SAWT BEIRUT INTERNATIONAL

| 19 April 2024, Friday |

U.S. concerned about debt Pakistan owes China, official says

U.S. State Department Counselor Derek Chollet said on Thursday during a visit to Islamabad as the nation battled with an economic crisis that the United States is concerned about debt owing to China by Pakistan and other nations.

Pakistan, long a staunch friend of the United States, has grown closer to China, which has given Islamabad billions in loans and is its biggest creditor. Due to ongoing debt repayment obligations, Pakistan is in a devastating economic crisis with decades-high inflation and critically low foreign exchange reserves.

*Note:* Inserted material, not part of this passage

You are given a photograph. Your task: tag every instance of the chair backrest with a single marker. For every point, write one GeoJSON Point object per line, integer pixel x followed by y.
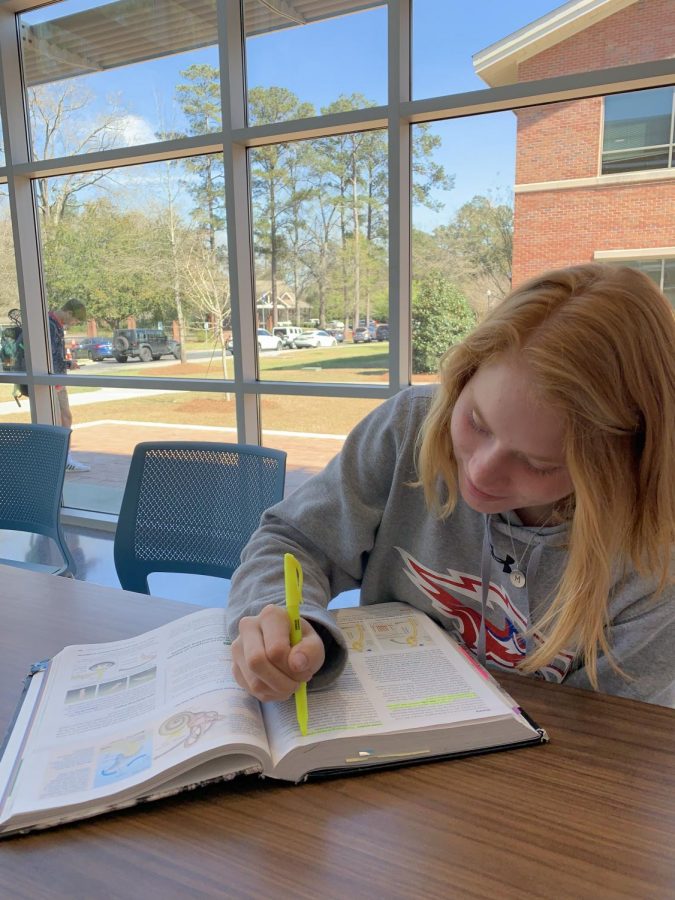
{"type": "Point", "coordinates": [192, 507]}
{"type": "Point", "coordinates": [32, 469]}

“We have been very clear about our concerns not just here in Pakistan, but elsewhere all around the world about Chinese debt, or debt owed to China,” Chollet told journalists at the U.S. Embassy in Islamabad after he met with Pakistani officials.

China and Chinese commercial banks held about 30% of Pakistan’s total external debt of about $100 billion, according to a report by the International Monetary Fund released in September last year.

 

Much of that debt has come under the China-Pakistan Economic Corridor, part of Beijing’s Belt and Road Initiative.

Cholett said Washington was talking to Islamabad about the “perils” of a closer relationship with Beijing, but would not ask Pakistan to choose between the United States and China.

Relations between Islamabad and Washington had turned frosty over the war in Afghanistan, but there has been a thaw in recent months, with an increasing number of high-level visits.

Officials from China and the United States will be part of a multi-country meeting of a new sovereign debt roundtable on Friday.

G7 and multilateral lending institutions have long pushed for broad efforts to deliver debt relief to heavily indebted nations to help them avoid cuts in social services that could spur social unrest.

U.S. Treasury Secretary Janet Yellen and other G7 officials see China, now the world’s largest sovereign creditor, as a key stumbling block in debt-relief efforts.